Data Analyst Flashcards
What are the steps in an analytics project?
Define the problem, Data exploration, data preparation, modeling, validation of data, implementation and tracking
What is data cleansing?
Identifying and removing errors and inconsistencies from data to enhance the quality of the data
What are some of the best practices for data cleansing?
- Sort by attributes
- Stepwise- improve the data with each step
- Break down large data sets into smaller data sets to clean
- Find and replace or other functions within excel
- Look at summary statistics to look for inconsistencies
What is logistic regression?
statistical method for examining a dataset in which there are one or more independent variables that defines an outcome
What is data mining vs. data profiling vs. data analysis?
Data profiling: It targets on the instance analysis of individual attributes. It gives information on various attributes like value range, discrete value and their frequency, occurrence of null values, data type, length, etc.
Data mining: It focuses on cluster analysis, detection of unusual records, dependencies, sequence discovery, relation holding between several attributes, etc.
Data Mining Data Analysis
Used to recognize patterns in data stored. Used to order & organize raw data in a meaningful manner.
Mining is performed on clean and well-documented data. The analysis of data involves Data Cleaning. So, data is not present in a well-documented format.
Results extracted from data mining are not easy to interpret. Results extracted from data analysis are easy to interpret.
Data Mining is often used to identify patterns in the data stored. It is mostly used for Machine Learning, and analysts have to just recognize the patterns with the help of algorithms. Whereas, Data Analysis is used to gather insights from raw data, which has to be cleaned and organized before performing the analysis.
Explain KNN Imputation Method
In KNN imputation, the missing attribute values are imputed by using the attributes value that are most similar to the attribute whose values are missing. By using a distance function, the similarity of two attributes is determined.
What should be done with suspected or missing data?

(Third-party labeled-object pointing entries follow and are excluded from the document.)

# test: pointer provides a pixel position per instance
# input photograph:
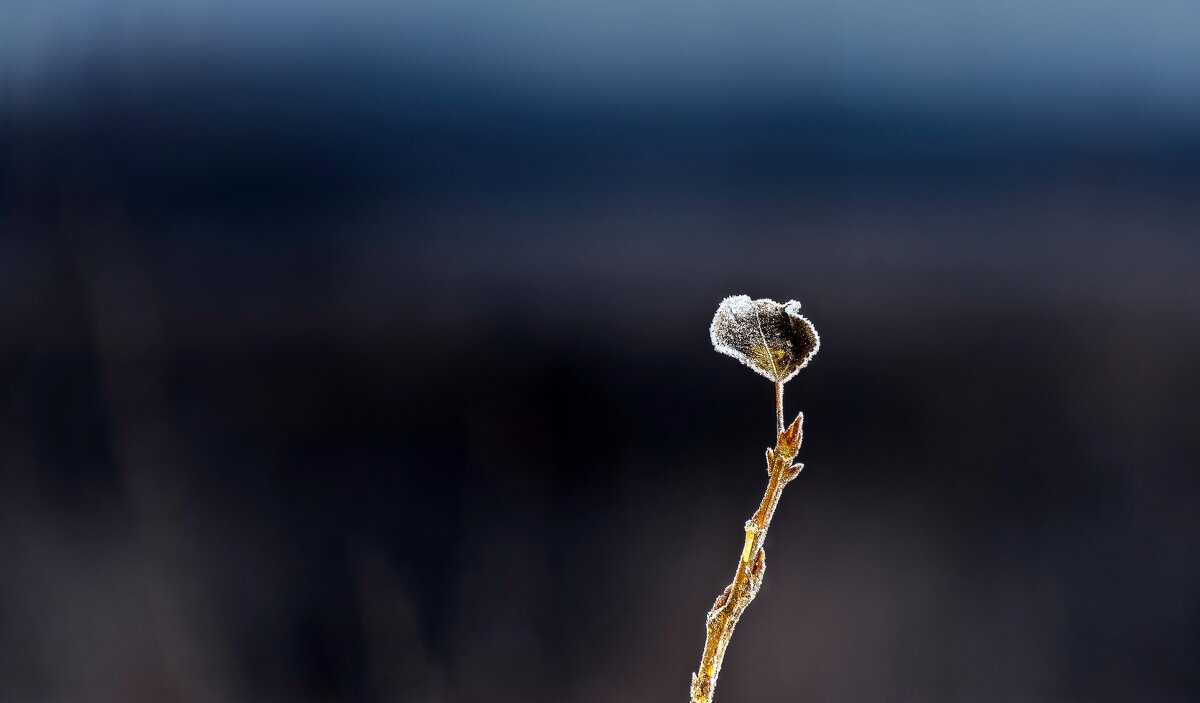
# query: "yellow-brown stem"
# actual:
(751, 566)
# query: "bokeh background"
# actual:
(358, 352)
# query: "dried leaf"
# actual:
(774, 340)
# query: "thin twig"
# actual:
(753, 565)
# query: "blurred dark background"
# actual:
(359, 352)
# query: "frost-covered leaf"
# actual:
(774, 340)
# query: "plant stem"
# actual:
(753, 565)
(779, 409)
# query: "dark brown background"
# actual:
(328, 373)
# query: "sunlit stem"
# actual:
(779, 409)
(753, 563)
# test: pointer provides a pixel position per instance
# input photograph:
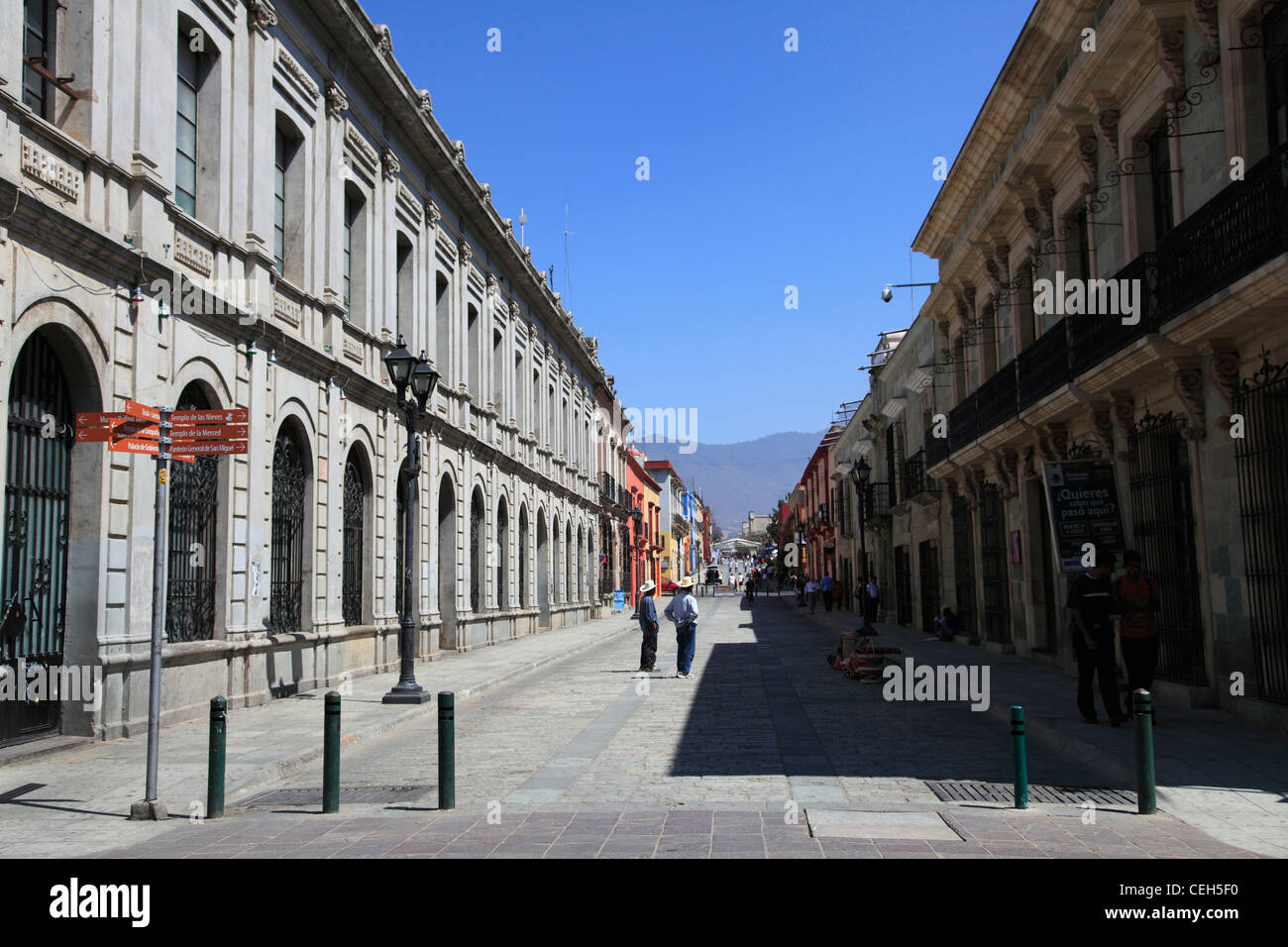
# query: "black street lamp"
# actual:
(638, 515)
(406, 369)
(859, 474)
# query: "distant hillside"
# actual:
(741, 476)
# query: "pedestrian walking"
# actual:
(827, 586)
(949, 625)
(1136, 600)
(1091, 602)
(648, 625)
(683, 612)
(871, 598)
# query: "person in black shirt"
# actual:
(1091, 602)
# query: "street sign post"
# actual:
(165, 434)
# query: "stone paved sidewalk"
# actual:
(1214, 771)
(605, 832)
(73, 801)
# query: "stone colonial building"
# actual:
(1113, 283)
(245, 204)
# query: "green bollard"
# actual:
(1019, 758)
(446, 750)
(1146, 802)
(218, 753)
(331, 754)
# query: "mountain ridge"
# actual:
(742, 475)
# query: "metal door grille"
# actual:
(964, 565)
(355, 500)
(523, 558)
(1261, 457)
(1163, 519)
(189, 608)
(927, 556)
(993, 556)
(38, 502)
(903, 585)
(476, 553)
(286, 579)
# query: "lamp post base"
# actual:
(417, 696)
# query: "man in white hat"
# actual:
(648, 624)
(684, 612)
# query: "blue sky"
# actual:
(767, 169)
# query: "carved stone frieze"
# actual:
(1188, 385)
(336, 101)
(1125, 415)
(1103, 425)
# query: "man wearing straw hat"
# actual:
(684, 612)
(648, 624)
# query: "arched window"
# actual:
(355, 521)
(502, 556)
(286, 569)
(477, 552)
(189, 600)
(196, 150)
(523, 558)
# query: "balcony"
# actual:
(877, 500)
(1093, 339)
(964, 423)
(1044, 365)
(997, 399)
(936, 447)
(914, 480)
(1243, 227)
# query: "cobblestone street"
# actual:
(765, 751)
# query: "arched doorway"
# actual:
(570, 591)
(542, 573)
(478, 553)
(353, 525)
(523, 557)
(192, 544)
(447, 564)
(38, 512)
(286, 567)
(502, 554)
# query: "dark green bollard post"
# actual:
(218, 750)
(1146, 802)
(1019, 758)
(446, 750)
(331, 754)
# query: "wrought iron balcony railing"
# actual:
(1094, 338)
(997, 398)
(964, 423)
(877, 500)
(914, 479)
(1044, 365)
(1241, 227)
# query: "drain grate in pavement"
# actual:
(348, 793)
(1005, 792)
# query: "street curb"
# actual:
(274, 772)
(1102, 763)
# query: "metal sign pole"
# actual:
(150, 808)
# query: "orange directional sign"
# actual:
(136, 410)
(134, 445)
(219, 432)
(204, 447)
(237, 415)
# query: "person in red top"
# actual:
(1136, 600)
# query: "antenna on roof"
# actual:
(567, 296)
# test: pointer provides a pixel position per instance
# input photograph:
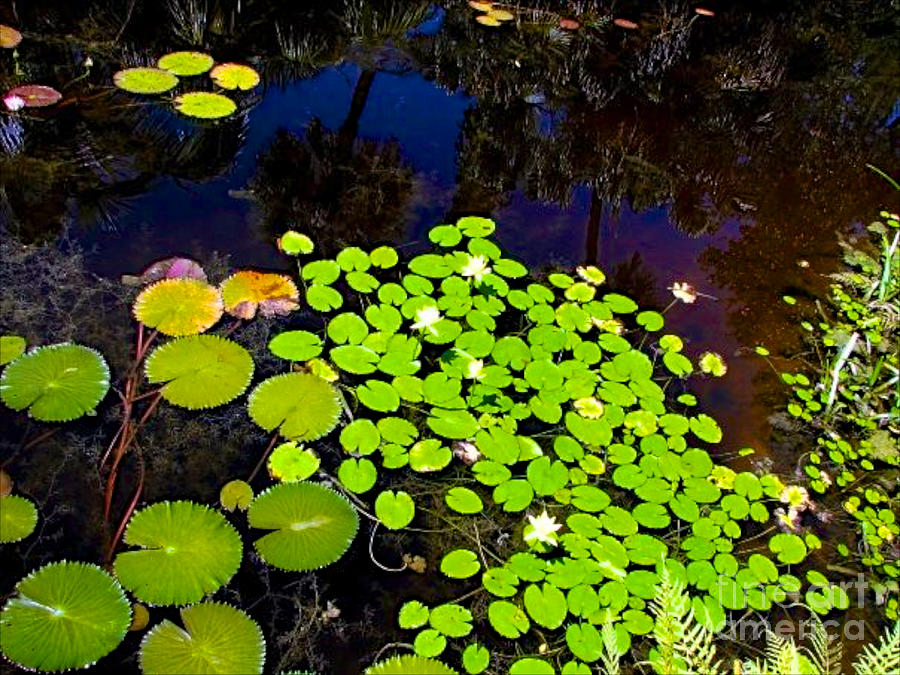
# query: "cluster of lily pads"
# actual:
(187, 64)
(555, 399)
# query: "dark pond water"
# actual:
(728, 152)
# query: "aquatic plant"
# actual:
(312, 526)
(186, 64)
(63, 615)
(409, 665)
(55, 383)
(185, 551)
(205, 105)
(200, 371)
(300, 406)
(145, 80)
(247, 291)
(216, 638)
(234, 76)
(9, 37)
(18, 518)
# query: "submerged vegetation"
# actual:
(553, 408)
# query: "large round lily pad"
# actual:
(216, 638)
(185, 551)
(145, 80)
(312, 526)
(65, 615)
(57, 383)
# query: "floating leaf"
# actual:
(245, 291)
(234, 76)
(295, 243)
(35, 95)
(11, 348)
(312, 526)
(508, 619)
(145, 80)
(300, 405)
(296, 345)
(409, 664)
(9, 37)
(204, 105)
(236, 494)
(357, 475)
(179, 307)
(65, 615)
(290, 462)
(476, 658)
(56, 383)
(460, 564)
(186, 64)
(216, 638)
(451, 620)
(395, 509)
(186, 551)
(18, 518)
(200, 371)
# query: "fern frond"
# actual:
(827, 651)
(782, 655)
(883, 659)
(611, 654)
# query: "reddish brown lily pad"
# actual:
(36, 95)
(9, 37)
(626, 24)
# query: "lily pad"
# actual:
(200, 371)
(185, 552)
(18, 517)
(216, 638)
(186, 64)
(56, 383)
(179, 307)
(299, 405)
(145, 80)
(395, 509)
(234, 76)
(204, 105)
(312, 526)
(246, 291)
(65, 615)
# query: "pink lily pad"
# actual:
(36, 95)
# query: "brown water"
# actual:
(728, 152)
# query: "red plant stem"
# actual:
(138, 490)
(262, 460)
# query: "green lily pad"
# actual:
(64, 615)
(18, 518)
(205, 105)
(312, 526)
(395, 509)
(57, 383)
(184, 552)
(460, 563)
(216, 638)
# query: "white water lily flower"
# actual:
(426, 318)
(542, 528)
(476, 266)
(475, 369)
(683, 291)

- -Prepare a validation report that gives information of all suspected data. It should give information like validation criteria that it failed and the date and time of occurrence
- Experience personnel should examine the suspicious data to determine their acceptability
- -Invalid data should be assigned and replaced with a validation code
- -To work on missing data use the best analysis strategy like deletion method, single imputation methods, model based methods, etc.

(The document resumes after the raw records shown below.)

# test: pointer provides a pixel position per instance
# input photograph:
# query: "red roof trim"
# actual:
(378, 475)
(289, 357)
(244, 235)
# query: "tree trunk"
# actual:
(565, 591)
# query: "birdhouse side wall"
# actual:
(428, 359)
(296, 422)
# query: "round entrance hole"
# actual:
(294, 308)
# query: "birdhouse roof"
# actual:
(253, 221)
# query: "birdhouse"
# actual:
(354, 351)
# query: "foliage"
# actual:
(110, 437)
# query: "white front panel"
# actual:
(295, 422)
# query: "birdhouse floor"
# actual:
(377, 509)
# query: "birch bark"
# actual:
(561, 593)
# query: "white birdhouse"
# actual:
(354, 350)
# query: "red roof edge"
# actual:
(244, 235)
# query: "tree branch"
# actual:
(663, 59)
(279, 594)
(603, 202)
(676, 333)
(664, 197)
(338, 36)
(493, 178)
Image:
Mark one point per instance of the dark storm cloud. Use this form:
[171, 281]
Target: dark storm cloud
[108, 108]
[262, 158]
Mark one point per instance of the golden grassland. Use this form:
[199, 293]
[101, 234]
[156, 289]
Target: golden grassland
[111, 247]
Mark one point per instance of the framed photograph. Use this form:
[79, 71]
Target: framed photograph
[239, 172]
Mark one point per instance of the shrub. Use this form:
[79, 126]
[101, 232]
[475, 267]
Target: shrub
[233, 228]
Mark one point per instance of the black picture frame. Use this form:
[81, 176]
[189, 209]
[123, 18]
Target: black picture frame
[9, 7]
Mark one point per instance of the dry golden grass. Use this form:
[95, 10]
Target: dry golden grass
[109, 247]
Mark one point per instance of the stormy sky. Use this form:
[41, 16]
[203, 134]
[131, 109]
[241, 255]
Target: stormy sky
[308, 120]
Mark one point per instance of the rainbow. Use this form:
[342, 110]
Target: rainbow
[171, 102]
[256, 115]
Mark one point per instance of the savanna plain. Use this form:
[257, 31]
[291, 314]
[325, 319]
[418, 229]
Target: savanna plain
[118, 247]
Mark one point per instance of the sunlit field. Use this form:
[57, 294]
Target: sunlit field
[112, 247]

What is the heirarchical clustering algorithm?
Hierarchical clustering algorithm combines and divides existing groups, creating a hierarchical structure that showcase the order in which groups are divided or merged.
What is the k-means algorithm?
K mean is a famous partitioning method. Objects are classified as belonging to one of K groups, k chosen a priori.
In K-mean algorithm, The clusters are spherical: the data points in a cluster are centered around that cluster
The variance/spread of the clusters is similar: Each data point belongs to the closest cluster
What are the key skills for a data analyst?
- Database knowledge
- Predictive analytics (statistical background, predictive modeling)
- Big data knowledge (machine learning, unstructured data analytics)
- Presentation skills (data visualization, insight presentation, report design)
What is map reduce?
Map-reduce is a framework to process large data sets, splitting them into subsets, processing each subset on a different server and then blending results obtained on each.
What is time series analysis?
Time series analysis can be done in two domains, frequency domain and the time domain. In Time series analysis the output of a particular process can be forecast by analyzing the previous data by the help of various methods like exponential smoothening, log-linear regression method, etc.
What is a hash table?
In computing, a hash table is a map of keys to values. It is a data structure used to implement an associative array. It uses a hash function to compute an index into an array of slots, from which desired value can be fetched.
What is imputation, and what are some techniques?
During imputation we replace missing data with substituted values. Can be done through mean of values, regression (expected values) or average regression variance
What is n-gram?
An n-gram is a contiguous sequence of n items from a given sequence of text or speech. It is a type of probabilistic language model for predicting the next item in such a sequence in the form of a (n-1).